Kanya Keomany has been a pioneering female administrator in Asia
Laotian one of a handful of women leading a national football association
Plans to raise football in Laos, including first Women's World Cup campaign
Kanya Keomany is a rarity in world football. As General Secretary of the Lao Football Federation, she is one of the few female administrative heads of a national governing body.
And the well-regarded Laotian has built a strong record of landmark achievements. She has worked for over a decade as an AFC match commissioner and in 2018 was elected to the AFC Executive Committee – one of just four women on the continental body. Keomany has also served as a member of AFC's Women’s Football Committee.
Keomany achieved a new benchmark as a match commissioner in 2019 by looking after the AFC Cup final, becoming the first female to oversee a continental decider in a men’s competition. She is also one of just four women selected by FIFA and the AFC as part of the team overseeing FIFA World Cup Qatar 2022™ qualifiers.
It is just another chapter in what is already a plentiful and diverse CV. Keomany’s previous roles have included work in sports promotion, media and the textile industry. But football has always been a passion, and it is what drives her unstinting work at the helm of the South-east Asian nation’s football association.
Keomany says she hasn’t faced discrimination in her role, but nevertheless hopes her status sends positive signals. “Role models play a big part in football on and off the field,” she told FIFA.com. “Having positive role models is important to keep people inspired and motivated to achieve their goals.
“I am grateful if what I do could possibly influence more females to step forward to make a difference. Most important is to be able to set an example that football is the sport for everyone from various backgrounds, regardless of their gender.
“We know that sometimes being female in male-dominated business, you have to work twice as hard to be accepted. People tend to watch every step you take either to criticise your mistakes or to analyse your achievements.
“However, I take it as a positive because my work will be seen and my voice will be heard without asking for attention. What ultimately matters to stakeholders is that the results of the (my) work influence their actions.”
Laos is among Asia’s older football nations, having been affiliated to FIFA in 1952. Their achievements on the international stage have, however, been modest.
With the region boasting solid foundations in women’s football, Keomany is optimistic that Laos can further grow the local game. She has also been a passionate advocate for women’s football, be it in her current role or previously on Lao's first women’s football committee.
Under her watch, a long-term plan for women's football has been put in place with numerous national youth teams established. There has also been a concerted and successful attempt to grow the number of women's football competitions, and the number of female referees and coaches.
At senior level, the national team has been reinvigorated after years of inactivity.
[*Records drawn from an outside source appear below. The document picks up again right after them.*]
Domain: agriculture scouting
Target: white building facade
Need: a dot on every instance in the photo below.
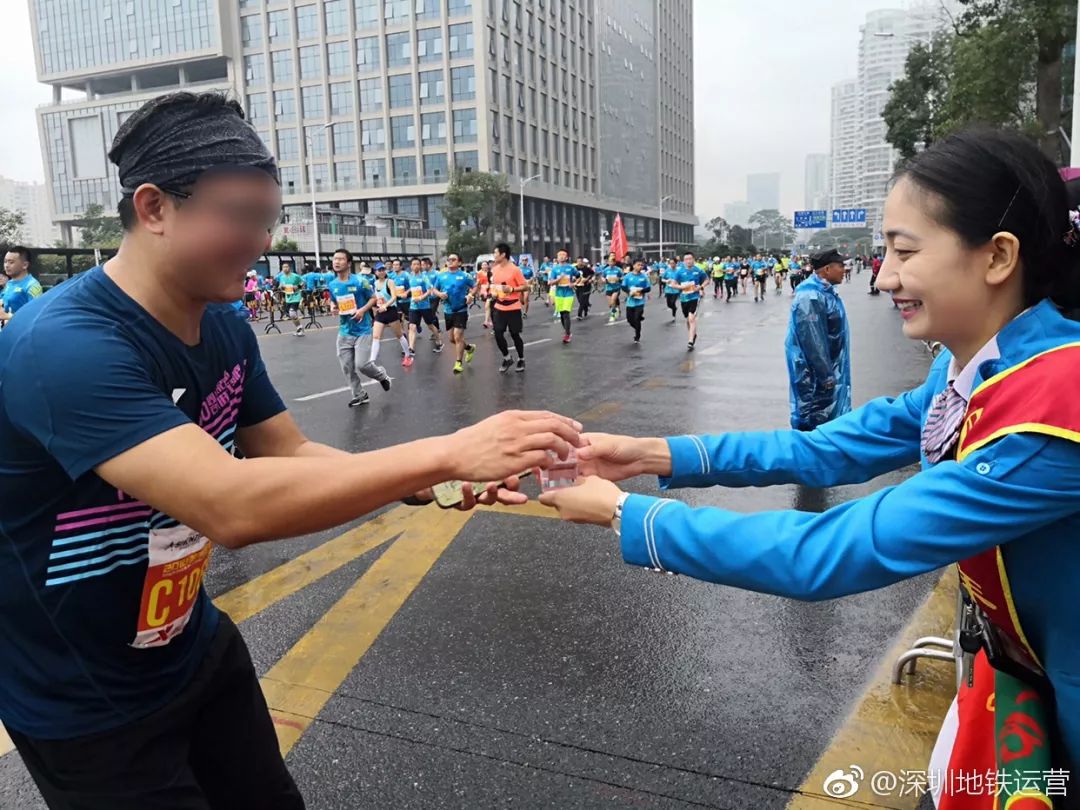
(372, 105)
(31, 201)
(815, 183)
(863, 161)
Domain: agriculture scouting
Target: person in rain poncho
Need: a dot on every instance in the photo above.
(819, 347)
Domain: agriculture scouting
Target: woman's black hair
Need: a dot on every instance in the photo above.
(988, 180)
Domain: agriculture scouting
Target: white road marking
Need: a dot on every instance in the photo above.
(333, 391)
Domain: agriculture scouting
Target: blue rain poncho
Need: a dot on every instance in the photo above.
(819, 355)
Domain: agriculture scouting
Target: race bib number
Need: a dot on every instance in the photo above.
(178, 561)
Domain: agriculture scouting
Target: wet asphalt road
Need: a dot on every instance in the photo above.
(531, 667)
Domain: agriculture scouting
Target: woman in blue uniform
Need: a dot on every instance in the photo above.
(982, 256)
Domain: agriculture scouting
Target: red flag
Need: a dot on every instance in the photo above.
(619, 245)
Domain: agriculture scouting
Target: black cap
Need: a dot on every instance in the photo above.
(827, 257)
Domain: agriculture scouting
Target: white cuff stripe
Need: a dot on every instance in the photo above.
(650, 535)
(701, 456)
(706, 464)
(645, 534)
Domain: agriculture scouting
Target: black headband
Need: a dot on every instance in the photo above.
(172, 139)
Laos are now looking to participate in FIFA Women’s World Cup qualifying for the first time when the 2023 campaign begins later this year.
Keomany says the nation has become increasingly receptive to female football in recent years. “Fortunately, in Laos especially in this generation we have been given equal opportunities between males and females in football in particular,” she said. “However, the perspective and stereotype of women football or women in football is still an obstacle to pulling in more women to the football industry.
“The challenge for females playing football in Laos is most likely from the stereotypes and the expectation on appearances when they become footballers. Lack of family support is our common issue that we are in the progress of changing people's perspectives and educating them that football is not only for males, but for females too, and that these players can continue to have their career in this industry when playing is no longer an option for them.
“The current goal is to expand football to every corner of the country and turn football to become the most popular activity. Eventually we hope to see football turn professional and our players able to make a living from playing football in Laos.”